Cordero said the bridge is a major port investment to move cargo more efficiently, and although the bridge has not been officially named, he’s already come up with an unofficial title.
“I call it the bridge to everywhere,” he said.
The bridge stands 205 feet over the water and is 8,800 feet long. It will have three lanes in both directions and will include a bike lane named for the late Mark Bixby who had long advocated for a bike path connecting Long Beach and San Pedro.
Once it’s officially completed, the bridge will be the second-tallest cable-stayed bridge in the nation.

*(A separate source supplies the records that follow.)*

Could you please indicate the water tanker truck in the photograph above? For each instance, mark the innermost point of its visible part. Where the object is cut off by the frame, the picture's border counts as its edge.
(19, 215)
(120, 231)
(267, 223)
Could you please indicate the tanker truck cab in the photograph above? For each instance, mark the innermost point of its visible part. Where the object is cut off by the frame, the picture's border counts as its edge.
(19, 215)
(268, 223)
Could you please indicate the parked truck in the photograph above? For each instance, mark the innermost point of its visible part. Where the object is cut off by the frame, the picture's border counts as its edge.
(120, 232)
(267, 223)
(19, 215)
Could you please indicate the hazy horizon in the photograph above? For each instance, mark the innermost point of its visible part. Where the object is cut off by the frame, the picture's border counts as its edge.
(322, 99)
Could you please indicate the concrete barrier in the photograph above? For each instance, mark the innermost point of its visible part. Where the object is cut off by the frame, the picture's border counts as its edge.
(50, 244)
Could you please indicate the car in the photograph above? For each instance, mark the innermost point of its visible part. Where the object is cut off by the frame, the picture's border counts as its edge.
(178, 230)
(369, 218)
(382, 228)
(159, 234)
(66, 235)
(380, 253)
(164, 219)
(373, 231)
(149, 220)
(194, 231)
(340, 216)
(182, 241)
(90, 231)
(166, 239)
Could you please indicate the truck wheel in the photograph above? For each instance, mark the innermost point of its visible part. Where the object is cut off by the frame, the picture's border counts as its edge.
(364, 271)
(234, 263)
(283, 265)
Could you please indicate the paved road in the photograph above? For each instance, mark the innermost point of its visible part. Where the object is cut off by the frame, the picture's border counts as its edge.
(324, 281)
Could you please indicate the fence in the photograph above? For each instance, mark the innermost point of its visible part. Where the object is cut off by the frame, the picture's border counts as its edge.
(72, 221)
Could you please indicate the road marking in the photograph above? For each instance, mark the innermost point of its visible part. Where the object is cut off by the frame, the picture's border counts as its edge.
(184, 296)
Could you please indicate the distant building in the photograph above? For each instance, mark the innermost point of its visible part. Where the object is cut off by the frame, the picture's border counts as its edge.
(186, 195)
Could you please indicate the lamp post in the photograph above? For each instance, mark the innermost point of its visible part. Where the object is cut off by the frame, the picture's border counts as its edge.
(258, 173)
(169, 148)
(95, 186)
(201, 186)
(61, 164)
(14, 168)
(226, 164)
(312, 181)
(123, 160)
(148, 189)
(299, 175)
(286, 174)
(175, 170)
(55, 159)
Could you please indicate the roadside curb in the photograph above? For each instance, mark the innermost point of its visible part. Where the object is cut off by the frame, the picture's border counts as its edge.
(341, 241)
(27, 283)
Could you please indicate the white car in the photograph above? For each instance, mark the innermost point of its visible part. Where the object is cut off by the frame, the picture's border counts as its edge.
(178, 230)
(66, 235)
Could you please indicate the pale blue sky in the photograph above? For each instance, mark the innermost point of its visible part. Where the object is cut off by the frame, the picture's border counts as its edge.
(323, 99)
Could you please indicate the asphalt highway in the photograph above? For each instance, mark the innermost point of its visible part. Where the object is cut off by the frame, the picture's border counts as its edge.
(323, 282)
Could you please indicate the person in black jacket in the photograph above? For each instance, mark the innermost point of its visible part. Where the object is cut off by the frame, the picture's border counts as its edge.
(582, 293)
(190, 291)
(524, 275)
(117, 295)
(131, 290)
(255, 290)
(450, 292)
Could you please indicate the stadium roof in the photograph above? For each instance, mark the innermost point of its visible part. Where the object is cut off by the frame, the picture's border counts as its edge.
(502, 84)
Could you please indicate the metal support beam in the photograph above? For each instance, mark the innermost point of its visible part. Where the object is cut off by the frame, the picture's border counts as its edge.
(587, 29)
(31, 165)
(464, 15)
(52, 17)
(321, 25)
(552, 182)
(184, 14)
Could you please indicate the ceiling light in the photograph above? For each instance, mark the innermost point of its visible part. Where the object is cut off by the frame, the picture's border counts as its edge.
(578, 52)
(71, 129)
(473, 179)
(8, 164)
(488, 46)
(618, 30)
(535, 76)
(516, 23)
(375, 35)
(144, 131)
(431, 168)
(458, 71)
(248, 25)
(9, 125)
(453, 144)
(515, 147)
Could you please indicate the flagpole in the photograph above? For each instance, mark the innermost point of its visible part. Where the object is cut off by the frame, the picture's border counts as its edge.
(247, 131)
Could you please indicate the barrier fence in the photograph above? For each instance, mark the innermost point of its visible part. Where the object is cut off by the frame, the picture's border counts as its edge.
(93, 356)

The bridge was designed to be a “landmark” project, Capital Programs Executive Duane Kenagy said, that would include LED lighting that can change color for various events, such as red, white and blue for the Fourth of July, or green for St. Patrick’s Day.
“This is the type of landmark you’ll see on postcards,” he said.
But aside from its looks, officials said the bridge will also serve as a global statement in which the Port of Long Beach continues to grow into a competitive world shipping port. Conversations to build a new bridge began in 2008, as shipping vessels docking at the port got bigger. Trade with China was also expanding, and the need to move greater volumes of cargo quickly became more apparent.
Weston LaBar, Harbor Trucking Association chief executive officer, said 18,000 trucks have been registered to work at the port.”
Approximately 20,000-25,000 trucks transport cargo in and out of the Long Beach port every day.
“We have a bridge that shows Long Beach will be the port of choice,” LaBar said.